The Palestine Children’s Relief Fund has also highlighted this need through its SANAD Children’s Amputee Program, which focuses on comprehensive medical care, rehabilitation, prosthetics and mental health support for wounded Palestinian children with limb loss. Such programmes underline the same principle: child amputee care cannot be delivered through one-off interventions. It must be continuous, multidisciplinary and developmentally appropriate.

For regional rehabilitation planners, Gaza is now a major test of whether humanitarian systems can properly integrate prosthetics and rehabilitation into emergency response. Too often, rehabilitation is treated as a later-stage service, after food, shelter, trauma care and hospital stabilisation. But for children with limb loss, delay can permanently affect mobility, confidence, musculoskeletal development and independence.

The Saudi–British initiative also points to the importance of international partnerships that combine funding, surgical expertise, rehabilitation planning, training and institutional support. Gaza’s needs are too large for any one organisation to address alone. Effective care will require coordination between governments, humanitarian agencies, hospitals, prosthetic and orthotic teams, rehabilitation specialists, paediatric surgeons, psychologists and local health workers.

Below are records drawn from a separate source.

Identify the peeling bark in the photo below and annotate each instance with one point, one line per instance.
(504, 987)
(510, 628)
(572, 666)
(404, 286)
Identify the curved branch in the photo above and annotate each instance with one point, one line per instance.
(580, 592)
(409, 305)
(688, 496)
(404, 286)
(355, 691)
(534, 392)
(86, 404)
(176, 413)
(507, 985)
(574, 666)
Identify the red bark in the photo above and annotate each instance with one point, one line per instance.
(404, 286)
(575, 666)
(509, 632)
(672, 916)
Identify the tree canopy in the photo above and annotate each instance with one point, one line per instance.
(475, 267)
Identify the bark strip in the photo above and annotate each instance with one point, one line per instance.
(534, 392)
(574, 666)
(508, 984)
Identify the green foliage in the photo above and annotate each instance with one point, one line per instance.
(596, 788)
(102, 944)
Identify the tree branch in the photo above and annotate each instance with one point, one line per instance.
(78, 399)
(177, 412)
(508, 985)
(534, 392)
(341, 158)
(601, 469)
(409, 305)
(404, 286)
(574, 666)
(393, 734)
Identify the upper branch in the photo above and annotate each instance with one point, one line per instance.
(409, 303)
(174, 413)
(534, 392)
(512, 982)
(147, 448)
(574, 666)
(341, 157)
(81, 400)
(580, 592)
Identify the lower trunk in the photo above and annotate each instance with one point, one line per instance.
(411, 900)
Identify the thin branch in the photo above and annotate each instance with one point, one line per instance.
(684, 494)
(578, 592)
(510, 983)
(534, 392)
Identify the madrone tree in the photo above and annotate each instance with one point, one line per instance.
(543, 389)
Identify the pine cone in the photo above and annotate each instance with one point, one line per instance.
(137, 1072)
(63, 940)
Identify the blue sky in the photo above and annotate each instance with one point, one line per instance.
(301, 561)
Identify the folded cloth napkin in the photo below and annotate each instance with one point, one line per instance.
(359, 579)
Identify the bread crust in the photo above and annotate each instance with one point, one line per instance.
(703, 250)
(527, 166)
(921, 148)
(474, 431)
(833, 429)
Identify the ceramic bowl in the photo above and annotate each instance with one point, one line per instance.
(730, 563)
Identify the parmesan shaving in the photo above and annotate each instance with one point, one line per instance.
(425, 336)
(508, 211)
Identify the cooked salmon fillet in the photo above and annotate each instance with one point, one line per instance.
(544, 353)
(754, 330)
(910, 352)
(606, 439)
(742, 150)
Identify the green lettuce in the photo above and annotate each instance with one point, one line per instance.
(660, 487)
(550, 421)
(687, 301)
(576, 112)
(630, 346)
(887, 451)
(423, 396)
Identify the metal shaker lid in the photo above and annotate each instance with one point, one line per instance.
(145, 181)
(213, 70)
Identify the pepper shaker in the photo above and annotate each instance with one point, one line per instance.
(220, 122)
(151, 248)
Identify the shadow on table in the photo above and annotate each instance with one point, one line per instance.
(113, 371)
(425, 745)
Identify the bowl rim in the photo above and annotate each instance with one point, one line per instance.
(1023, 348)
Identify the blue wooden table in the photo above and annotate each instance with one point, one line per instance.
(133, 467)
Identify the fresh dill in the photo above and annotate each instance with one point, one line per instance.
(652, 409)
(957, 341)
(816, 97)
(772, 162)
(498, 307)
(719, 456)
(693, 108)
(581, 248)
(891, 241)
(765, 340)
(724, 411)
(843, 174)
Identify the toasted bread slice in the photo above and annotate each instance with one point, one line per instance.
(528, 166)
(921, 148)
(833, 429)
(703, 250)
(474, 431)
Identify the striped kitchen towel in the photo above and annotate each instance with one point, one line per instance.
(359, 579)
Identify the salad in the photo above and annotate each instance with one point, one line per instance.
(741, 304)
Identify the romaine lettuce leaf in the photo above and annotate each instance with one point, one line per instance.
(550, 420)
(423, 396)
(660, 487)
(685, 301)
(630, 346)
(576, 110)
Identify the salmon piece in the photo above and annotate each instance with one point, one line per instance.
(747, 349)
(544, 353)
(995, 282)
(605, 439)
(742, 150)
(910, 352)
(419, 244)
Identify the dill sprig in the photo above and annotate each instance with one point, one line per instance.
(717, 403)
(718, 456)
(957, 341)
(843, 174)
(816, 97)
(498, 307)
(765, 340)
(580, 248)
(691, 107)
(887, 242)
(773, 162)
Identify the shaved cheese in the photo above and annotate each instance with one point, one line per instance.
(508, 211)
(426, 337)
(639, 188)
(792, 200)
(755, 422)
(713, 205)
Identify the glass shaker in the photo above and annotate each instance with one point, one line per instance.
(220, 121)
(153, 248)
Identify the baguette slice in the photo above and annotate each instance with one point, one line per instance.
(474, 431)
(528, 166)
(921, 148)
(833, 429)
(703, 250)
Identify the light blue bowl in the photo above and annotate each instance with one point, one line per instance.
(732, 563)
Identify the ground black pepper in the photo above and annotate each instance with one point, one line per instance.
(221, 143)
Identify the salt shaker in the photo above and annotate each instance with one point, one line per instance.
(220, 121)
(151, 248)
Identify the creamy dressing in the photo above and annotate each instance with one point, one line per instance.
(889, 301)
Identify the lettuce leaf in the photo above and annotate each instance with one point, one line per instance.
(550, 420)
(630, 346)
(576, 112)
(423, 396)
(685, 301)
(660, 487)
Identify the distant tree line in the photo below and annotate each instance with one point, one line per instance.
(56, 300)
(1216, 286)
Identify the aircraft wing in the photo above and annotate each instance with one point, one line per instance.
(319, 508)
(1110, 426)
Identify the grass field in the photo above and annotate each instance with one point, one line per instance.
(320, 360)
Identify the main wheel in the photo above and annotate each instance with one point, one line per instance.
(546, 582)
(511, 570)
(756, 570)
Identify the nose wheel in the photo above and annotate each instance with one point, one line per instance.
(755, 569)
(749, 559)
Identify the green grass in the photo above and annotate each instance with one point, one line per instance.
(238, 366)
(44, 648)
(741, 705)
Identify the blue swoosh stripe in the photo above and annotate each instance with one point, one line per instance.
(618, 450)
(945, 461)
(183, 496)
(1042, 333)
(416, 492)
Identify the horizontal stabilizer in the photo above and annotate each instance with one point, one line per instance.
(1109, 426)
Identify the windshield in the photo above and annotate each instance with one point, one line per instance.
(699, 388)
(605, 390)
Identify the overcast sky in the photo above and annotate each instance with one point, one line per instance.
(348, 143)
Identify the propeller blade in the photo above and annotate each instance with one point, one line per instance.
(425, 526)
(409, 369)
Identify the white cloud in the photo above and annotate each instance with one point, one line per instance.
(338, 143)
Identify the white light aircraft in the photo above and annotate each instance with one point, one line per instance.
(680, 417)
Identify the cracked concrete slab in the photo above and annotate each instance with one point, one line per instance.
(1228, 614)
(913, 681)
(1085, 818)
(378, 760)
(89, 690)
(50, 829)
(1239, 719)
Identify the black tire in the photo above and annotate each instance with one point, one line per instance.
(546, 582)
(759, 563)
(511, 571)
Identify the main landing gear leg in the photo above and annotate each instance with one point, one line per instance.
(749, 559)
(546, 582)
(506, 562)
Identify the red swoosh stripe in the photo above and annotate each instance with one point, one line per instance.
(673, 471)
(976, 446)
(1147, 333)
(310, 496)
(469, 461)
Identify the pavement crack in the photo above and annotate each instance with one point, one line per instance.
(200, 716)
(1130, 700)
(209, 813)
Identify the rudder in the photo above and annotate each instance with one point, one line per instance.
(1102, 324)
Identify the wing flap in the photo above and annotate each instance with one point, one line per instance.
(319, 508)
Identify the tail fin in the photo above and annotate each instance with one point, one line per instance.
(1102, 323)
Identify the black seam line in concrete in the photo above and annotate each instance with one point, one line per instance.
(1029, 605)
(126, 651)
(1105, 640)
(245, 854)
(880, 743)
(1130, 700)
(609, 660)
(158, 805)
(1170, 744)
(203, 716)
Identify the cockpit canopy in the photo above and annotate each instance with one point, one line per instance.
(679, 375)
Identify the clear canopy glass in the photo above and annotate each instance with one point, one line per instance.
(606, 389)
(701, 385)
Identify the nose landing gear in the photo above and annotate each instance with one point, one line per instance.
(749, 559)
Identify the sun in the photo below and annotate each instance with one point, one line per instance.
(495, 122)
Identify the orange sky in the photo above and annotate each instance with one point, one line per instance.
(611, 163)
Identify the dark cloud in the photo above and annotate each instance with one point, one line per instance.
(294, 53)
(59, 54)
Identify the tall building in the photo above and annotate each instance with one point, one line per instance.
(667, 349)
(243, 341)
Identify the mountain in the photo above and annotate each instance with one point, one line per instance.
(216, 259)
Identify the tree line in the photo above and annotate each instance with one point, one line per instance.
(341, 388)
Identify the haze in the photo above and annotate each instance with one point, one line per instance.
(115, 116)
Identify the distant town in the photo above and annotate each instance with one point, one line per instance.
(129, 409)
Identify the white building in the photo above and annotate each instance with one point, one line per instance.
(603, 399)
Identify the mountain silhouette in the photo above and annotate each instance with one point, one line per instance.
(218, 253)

For the IMEA region, this partnership carries several important lessons:

  • Paediatric amputee care must include long-term prosthetic replacement, not only initial fitting.
  • Humanitarian surgery should be linked to rehabilitation from the start.
  • Training local medical and rehabilitation personnel is essential for continuity of care.
  • Prosthetic services must be planned around children’s growth and changing functional needs.
  • Mental health support should be part of paediatric limb-loss rehabilitation.
  • Donor-funded aid must include maintenance, repairs and follow-up, not only devices.

Gaza’s child amputees will need support for years, not weeks. The success of this Saudi–British partnership will therefore depend on whether it can build a sustained pathway from emergency treatment to long-term rehabilitation and prosthetic care.

For the orthotics and prosthetics sector, the message is clear: paediatric prosthetic provision in conflict settings must be treated as essential healthcare. A child who receives emergency surgery but no rehabilitation remains at risk of long-term disability, exclusion and preventable complications. A child who receives coordinated surgery, prosthetics, therapy and psychosocial support has a better chance of rebuilding mobility and life after injury.

As Gaza continues to face one of the most severe paediatric trauma and rehabilitation crises of modern times, the Saudi–British declaration represents an important step. The challenge now is to ensure that prosthetic care, rehabilitation and long-term follow-up remain central to the response — because for injured children, recovery does not end when the wound closes.